A Film Camera Photowalk

I have been buying film from Analogue Wonderland. They have a convenient arrangement whereby you buy film and they send it to you with a postage label so you can send the film back to them for developing and scanning.

Recently they arranged a photowalk in Cambridge with a small fee for participants. It came with the benefit of a free film and developing and scanning.

I was using the Nikon F80 I mentioned previously. It had a fault that I discovered when I got back the scans. I thought the film wind-on mechanism wasn’t working properly. But after more thought I realised the shutter wasn’t travelling across the frame completely. It was either sticking, or the timing was off, and that prevented light reaching the full frame.

So now the F80 on its way back to the seller for a refund.

The fault only affected some frames. Some frames were OK and here are some photos from the walk.

The man on the left is Chris Dommett, who had volunteered to run the photowalk. He turned up with rolls of film and identifying labels for each of our films. We handed him in our exposed film at the end of the walk, and Analogue Wonderland processed them.

The nearest subjects were each other, and that’s what I photographed for almost all the photos I took.

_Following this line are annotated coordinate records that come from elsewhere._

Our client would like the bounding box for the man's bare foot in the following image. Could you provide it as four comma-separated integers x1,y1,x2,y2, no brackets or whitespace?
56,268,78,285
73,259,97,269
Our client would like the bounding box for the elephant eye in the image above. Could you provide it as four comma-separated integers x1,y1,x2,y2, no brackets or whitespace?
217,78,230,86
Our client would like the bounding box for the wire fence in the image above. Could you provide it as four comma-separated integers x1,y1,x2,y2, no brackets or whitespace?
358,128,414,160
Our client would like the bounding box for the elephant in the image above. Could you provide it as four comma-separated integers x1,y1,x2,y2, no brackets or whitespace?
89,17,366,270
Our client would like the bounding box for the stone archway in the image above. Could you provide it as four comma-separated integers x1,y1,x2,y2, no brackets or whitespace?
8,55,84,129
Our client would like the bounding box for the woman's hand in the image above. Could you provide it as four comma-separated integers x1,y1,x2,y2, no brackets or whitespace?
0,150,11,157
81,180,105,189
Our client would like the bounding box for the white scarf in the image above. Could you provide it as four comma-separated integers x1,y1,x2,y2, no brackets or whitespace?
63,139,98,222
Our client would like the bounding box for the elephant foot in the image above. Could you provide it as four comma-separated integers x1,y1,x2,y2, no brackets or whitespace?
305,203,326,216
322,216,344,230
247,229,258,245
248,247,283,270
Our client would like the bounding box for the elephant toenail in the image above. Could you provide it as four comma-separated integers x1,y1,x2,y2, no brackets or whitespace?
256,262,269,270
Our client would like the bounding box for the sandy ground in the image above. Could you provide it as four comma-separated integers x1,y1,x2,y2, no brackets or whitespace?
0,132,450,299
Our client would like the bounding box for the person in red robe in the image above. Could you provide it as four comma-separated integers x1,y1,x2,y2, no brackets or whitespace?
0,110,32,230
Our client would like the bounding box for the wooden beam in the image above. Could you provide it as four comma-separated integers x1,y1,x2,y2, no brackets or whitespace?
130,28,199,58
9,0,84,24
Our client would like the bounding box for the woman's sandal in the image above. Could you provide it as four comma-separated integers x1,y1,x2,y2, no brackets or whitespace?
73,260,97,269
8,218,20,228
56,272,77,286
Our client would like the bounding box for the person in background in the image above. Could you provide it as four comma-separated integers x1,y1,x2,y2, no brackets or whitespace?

I took my little Ricoh GRIII digital camera and photographed Chris looking at me. And I photographed him showing some of the features of a camera to one of the participants. So the following two shots are digital

And now back to film and more shots of my fellow photographers on the walk. I wonder whether I will turn up in anyone else’s photos. Actually I know I will because at least one person asked if it was OK to take my photo. I just started taking photos without asking. This shot is when we were sitting down in a pub trying to work out exactly what the code meant, the code that was written in an email we had each received prior to the day. We had to write it on a slip of paper and put that in with the film when we gave the film to Chris at the end.

We agreed it was more complicated that it need have been, but on the plus side it made us all the more eager to shoot something when we did get going.

And so the next photo here is when we gathered for the start and I noticed the light in the face filtered by the light through the hat..

Some people had simple point and shoot cameras. One person had a big medium format camera that takes a 6x7cm film. A coupe of people had Leicas. The man in the first photo is shooting with a Leica. Chris twas shooting with an Olympus Pen F. The man here in the next photo is using a Pentax. You can see the AOC logo, which is The Asahi Optical Company that made cameras under the Pentax brand. That logo started life in 1919 and continued through to the 1950s. The camera is a Pentax Spotmatic with a Super Takumar 105mm lens.

You get the idea that for us camera nerds, cameras in all the variations are endlessly interesting.

The final image is not a person. It’s a half-submerged old inflatable in the river, tied up at the bank. I knew it was going to be an interesting shot because of the reflection of the yellow boat that is showing at the top of the photo.

I am going to try to go back and shoot the same shot with a digital camera to see how it looks.